For each value of l, the magnetic quantum number (m) can take 2l+1 values, ranging from -l to l. The electron spin quantum number (m_s) can take two values, -1/2 and 1/2. So for each value of l, there are 2(2l+1) possible electron states, considering both m and m_s values.

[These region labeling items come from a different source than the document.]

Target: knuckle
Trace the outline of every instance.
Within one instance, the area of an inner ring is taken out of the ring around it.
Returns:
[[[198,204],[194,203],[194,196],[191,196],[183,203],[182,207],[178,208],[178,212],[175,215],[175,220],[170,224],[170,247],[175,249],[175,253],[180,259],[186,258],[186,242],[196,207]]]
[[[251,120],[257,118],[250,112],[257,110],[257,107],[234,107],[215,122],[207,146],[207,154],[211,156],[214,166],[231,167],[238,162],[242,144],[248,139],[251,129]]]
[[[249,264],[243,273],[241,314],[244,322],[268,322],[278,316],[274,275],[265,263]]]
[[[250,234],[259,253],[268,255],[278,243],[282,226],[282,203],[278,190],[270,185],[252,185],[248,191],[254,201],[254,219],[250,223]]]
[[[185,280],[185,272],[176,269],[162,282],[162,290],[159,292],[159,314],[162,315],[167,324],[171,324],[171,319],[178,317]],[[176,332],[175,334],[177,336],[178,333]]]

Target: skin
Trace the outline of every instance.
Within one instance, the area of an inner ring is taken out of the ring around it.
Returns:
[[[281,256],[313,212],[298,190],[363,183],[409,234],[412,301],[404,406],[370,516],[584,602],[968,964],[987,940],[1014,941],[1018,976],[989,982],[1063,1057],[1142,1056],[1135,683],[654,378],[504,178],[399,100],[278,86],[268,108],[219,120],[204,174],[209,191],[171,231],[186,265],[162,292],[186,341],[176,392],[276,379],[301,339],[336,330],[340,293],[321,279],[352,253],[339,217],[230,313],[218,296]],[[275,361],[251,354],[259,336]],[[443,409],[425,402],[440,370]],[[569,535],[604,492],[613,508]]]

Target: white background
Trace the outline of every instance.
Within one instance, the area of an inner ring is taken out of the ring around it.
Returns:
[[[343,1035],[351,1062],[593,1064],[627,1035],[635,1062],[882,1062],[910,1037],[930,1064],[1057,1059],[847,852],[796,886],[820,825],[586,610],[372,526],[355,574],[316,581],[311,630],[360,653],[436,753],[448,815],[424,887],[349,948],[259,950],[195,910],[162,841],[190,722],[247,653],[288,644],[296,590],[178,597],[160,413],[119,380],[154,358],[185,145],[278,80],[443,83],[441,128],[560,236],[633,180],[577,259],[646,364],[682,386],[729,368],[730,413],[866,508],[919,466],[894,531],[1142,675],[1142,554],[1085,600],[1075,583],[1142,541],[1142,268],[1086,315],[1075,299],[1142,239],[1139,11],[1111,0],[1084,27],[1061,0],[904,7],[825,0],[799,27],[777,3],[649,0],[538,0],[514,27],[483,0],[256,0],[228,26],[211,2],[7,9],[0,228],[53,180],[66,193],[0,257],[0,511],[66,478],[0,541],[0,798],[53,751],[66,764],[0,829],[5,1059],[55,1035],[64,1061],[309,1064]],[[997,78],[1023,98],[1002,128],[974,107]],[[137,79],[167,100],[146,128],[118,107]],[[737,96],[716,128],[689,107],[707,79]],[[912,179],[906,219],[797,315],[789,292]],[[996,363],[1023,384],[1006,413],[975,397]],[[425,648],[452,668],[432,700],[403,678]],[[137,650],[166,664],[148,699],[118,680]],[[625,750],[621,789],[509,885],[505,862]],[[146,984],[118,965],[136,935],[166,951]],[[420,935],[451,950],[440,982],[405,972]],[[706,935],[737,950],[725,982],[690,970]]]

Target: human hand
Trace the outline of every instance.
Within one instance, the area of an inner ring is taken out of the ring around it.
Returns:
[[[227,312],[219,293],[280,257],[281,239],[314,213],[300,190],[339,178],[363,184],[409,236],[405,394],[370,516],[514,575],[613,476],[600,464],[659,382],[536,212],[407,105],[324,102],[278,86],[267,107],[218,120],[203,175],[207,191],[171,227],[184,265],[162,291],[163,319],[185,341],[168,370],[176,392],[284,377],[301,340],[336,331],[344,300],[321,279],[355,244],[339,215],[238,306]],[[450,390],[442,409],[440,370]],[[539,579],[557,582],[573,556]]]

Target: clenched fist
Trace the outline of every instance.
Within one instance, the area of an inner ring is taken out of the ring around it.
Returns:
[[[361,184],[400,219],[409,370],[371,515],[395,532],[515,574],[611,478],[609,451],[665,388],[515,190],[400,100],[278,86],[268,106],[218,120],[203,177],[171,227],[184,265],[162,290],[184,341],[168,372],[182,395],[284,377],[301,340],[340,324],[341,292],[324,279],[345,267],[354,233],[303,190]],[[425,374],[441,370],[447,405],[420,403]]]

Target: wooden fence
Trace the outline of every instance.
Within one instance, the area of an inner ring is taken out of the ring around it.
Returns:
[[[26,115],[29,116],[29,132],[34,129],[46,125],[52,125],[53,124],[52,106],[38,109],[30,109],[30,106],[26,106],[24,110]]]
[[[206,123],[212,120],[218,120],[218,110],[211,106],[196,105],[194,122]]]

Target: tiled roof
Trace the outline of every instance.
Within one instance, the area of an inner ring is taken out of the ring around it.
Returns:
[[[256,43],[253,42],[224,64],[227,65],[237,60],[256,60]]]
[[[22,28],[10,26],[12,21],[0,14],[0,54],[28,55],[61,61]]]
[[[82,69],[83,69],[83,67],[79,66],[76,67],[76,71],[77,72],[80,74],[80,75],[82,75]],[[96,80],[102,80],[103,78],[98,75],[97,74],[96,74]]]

Calculating the total number of electron states

We will now sum the number of electron states for all possible values of l (from 0 to n-1) by calculating the following sum: \(\sum_{l=0}^{n-1} 2(2l + 1)\)

Simplifying the sum

Let's start by pulling the constant term (2) out of the sum: \(2 \sum_{l=0}^{n-1} (2l + 1)\) Now let's split the sum into two separate sums: \(2( \sum_{l=0}^{n-1} 2l + \sum_{l=0}^{n-1} 1)\) The first sum is an arithmetic series, so we can simplify it using the formula: \(\sum_{l=0}^{n-1} a_l = n\big(\frac{a_0 + a_{n-1}}{2}\big)\). In this case, \(a_0 = 0\) and \(a_{n-1} = 2(n-1)\), so the first sum simplifies to: \(n\big(\frac{0 + 2(n-1)}{2}\big) = n(n-1)\) The second sum is simply adding 1 n times, so it simplifies to n. So, the sum can be written as: \(2(n(n-1) + n)\)

Final simplification

Now, we simplify the expression inside the parentheses and distribute the 2: \(2(n^2 - n + n) = 2n^2\) And that's it! We have shown that the number of different electron states possible for a given value of n is indeed \(2 n^2\).